Do Nurses at Mission Point Nursing & Physical Rehabilitation Of Stick Around?

Mission Point Nursing & Physical Rehabilitation of has a staff turnover rate of 33%, which is about average for Michigan nursing homes (state average: 46%). Moderate turnover is common in nursing homes, but families should still ask about staff tenure and how the facility maintains care continuity when employees leave.

Was Mission Point Nursing & Physical Rehabilitation Of Ever Fined?

Mission Point Nursing & Physical Rehabilitation of has no federal fines on record. CMS issues fines when nursing homes fail to meet care standards or don't correct problems found during inspections. The absence of fines suggests the facility has either maintained compliance or corrected any issues before penalties were assessed. This is a positive indicator, though families should still review recent inspection reports for the full picture.
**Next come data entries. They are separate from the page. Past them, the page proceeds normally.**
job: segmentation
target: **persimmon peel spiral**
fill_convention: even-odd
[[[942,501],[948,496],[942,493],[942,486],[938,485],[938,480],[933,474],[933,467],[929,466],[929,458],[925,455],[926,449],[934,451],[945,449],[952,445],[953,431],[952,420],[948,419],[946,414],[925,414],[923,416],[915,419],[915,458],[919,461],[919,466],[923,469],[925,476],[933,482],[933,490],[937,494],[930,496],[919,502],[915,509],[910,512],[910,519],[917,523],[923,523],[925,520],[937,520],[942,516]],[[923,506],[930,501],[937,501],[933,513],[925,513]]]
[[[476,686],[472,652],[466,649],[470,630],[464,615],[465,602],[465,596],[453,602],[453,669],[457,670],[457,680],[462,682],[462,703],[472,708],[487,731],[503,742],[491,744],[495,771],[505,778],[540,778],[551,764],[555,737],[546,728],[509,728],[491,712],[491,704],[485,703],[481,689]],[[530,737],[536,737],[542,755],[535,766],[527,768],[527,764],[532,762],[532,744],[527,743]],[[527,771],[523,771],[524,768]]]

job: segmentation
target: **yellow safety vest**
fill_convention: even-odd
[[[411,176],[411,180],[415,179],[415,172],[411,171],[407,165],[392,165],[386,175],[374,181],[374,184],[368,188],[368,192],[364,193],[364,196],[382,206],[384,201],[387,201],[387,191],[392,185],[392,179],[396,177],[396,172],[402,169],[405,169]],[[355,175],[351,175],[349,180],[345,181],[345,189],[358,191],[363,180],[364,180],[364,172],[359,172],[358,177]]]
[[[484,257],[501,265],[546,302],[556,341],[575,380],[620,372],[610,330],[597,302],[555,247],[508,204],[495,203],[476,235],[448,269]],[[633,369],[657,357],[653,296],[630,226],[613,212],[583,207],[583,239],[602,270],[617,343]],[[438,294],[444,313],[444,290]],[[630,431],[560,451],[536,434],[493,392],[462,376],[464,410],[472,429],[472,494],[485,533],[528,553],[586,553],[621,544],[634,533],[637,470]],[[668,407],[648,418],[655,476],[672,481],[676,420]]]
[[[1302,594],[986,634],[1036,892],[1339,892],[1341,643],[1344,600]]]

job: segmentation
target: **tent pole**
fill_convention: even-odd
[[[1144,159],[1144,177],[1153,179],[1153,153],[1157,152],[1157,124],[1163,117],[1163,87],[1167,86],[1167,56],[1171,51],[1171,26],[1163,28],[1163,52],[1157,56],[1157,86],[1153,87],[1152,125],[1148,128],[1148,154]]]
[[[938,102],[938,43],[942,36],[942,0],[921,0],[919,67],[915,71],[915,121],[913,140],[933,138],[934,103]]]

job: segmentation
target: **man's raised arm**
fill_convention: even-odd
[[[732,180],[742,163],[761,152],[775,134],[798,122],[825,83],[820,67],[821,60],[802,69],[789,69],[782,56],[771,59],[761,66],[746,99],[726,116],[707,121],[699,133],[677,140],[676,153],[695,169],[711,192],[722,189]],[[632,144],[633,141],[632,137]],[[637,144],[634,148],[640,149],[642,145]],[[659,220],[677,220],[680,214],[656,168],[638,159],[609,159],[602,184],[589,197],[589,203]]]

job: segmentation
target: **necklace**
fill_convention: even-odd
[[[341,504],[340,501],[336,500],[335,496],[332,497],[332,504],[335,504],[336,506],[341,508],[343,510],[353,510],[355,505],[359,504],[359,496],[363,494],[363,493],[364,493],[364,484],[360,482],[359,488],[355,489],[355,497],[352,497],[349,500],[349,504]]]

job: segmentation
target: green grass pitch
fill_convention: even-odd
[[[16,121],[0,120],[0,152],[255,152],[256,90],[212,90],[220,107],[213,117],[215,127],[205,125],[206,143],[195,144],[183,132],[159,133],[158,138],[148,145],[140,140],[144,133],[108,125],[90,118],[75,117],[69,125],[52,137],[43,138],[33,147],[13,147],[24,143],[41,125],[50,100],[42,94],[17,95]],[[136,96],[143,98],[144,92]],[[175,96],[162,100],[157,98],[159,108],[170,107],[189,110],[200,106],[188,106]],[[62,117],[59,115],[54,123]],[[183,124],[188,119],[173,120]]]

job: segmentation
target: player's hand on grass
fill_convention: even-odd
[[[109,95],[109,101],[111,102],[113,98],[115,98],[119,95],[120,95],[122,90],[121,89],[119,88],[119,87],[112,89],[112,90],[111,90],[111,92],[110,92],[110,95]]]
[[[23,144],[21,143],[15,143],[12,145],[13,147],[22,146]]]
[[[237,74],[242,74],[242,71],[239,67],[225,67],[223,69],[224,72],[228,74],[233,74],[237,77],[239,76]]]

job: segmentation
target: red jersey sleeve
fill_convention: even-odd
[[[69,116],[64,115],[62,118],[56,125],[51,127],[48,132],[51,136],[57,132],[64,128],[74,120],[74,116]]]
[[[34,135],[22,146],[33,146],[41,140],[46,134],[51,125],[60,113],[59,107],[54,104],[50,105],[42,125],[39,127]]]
Is Mission Point Nursing & Physical Rehabilitation Of on Any Federal Watch List?

Mission Point Nursing & Physical Rehabilitation of is not on any federal watch list. The most significant is the Special Focus Facility (SFF) program, which identifies the bottom 1% of nursing homes nationally based on persistent, serious quality problems. Not being on this list means the facility has avoided the pattern of deficiencies that triggers enhanced federal oversight. This is a positive indicator, though families should still review the facility's inspection history directly.